Amazon is reportedly planning on becoming its own internet service provider, eyeing Europe as the first location it'll directly sell a broadband service to.
In countries like Germany and the UK, regulations are comparatively more lax than those set in place in the United States, and this may be an attractive entry point for Amazon, since it doesn't want to build its own network, and it doesn't really need to.
To put it in perspective, in the UK, for example, broadband service providers don't restrict access to their network, unlike in the United States. As a testament to that, look at telecommunications company British Telecom, which is required to offer wholesale access from its network. Amazon can take advantage of that, reselling that access at a profit and "improve its margins through the retail business" according to Engadget.
Another example is Germany, where Deutsche Telekom also makes its network accessible to other broadband providers. Network regulations in the UK and Germany make for compelling reasons why Amazon is keen on Europe and not in the United States.
In the United States, options for ISPs come few, or in prevalent instances, even only one since resellers don't have legal access to the ISPs' wired networks. In comparison, the U.S. mobile industry offers wholesale access, and Google has taken advantage of this with its Project Fi, a fast pay-for-what-you-use data service in the country. Amazon could possibly tap into wireless internet in the future, but wired networks are out of the question for now, at least in the United States.
Several news outlets have pointed out that Amazon's ISP plan is another way for the company to sell its fast-shipping video-streaming service Prime. Amazon has not made a comment regarding the news, but a report by The Information states that Amazon could stash internet and video service in one package, mirroring what cable TV and internet providers usually offer consumers.

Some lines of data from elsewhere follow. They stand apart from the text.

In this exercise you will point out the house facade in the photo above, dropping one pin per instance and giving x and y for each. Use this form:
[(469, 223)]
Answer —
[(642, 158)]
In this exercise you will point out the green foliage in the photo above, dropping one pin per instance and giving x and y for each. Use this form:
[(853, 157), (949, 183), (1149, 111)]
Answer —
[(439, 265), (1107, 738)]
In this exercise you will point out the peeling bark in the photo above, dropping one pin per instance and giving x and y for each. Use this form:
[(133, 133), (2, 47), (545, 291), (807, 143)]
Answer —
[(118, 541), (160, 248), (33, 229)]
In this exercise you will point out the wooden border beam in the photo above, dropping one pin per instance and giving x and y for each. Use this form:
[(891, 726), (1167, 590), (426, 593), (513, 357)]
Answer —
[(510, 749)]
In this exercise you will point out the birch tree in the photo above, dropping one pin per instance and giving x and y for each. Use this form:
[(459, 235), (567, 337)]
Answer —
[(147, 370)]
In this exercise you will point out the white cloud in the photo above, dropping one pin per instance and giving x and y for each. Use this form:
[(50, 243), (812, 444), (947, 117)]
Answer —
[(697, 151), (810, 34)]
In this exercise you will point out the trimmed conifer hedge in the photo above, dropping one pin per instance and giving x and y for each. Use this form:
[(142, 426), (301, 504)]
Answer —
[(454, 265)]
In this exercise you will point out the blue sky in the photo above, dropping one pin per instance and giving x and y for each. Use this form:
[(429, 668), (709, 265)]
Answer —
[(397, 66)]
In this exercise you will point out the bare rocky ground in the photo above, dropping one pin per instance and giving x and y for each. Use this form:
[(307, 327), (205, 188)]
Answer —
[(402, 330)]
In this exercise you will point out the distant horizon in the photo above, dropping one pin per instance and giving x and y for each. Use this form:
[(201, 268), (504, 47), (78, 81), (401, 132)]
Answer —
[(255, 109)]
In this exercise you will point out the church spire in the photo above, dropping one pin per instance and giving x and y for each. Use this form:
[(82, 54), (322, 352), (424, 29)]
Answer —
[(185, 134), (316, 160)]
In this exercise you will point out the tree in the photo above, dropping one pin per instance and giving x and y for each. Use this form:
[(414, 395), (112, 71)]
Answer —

For the uninitiated, Amazon Prime is the company's annual $99 membership program that provides subscribers access to TV shows and movies, including Amazon's original content, music, e-books and other specific services by the company. Those who are subscribed to Amazon Prime are also eligible for faster shipping times for online orders, sometimes even shipping the same day for those with eligible zip codes.
Amazon's specific ISP plans on Europe are scant since there's still no official word from the company, but if it's indeed intending to bundle its broadband service with Amazon Prime, it could give other European ISPs a run for their money.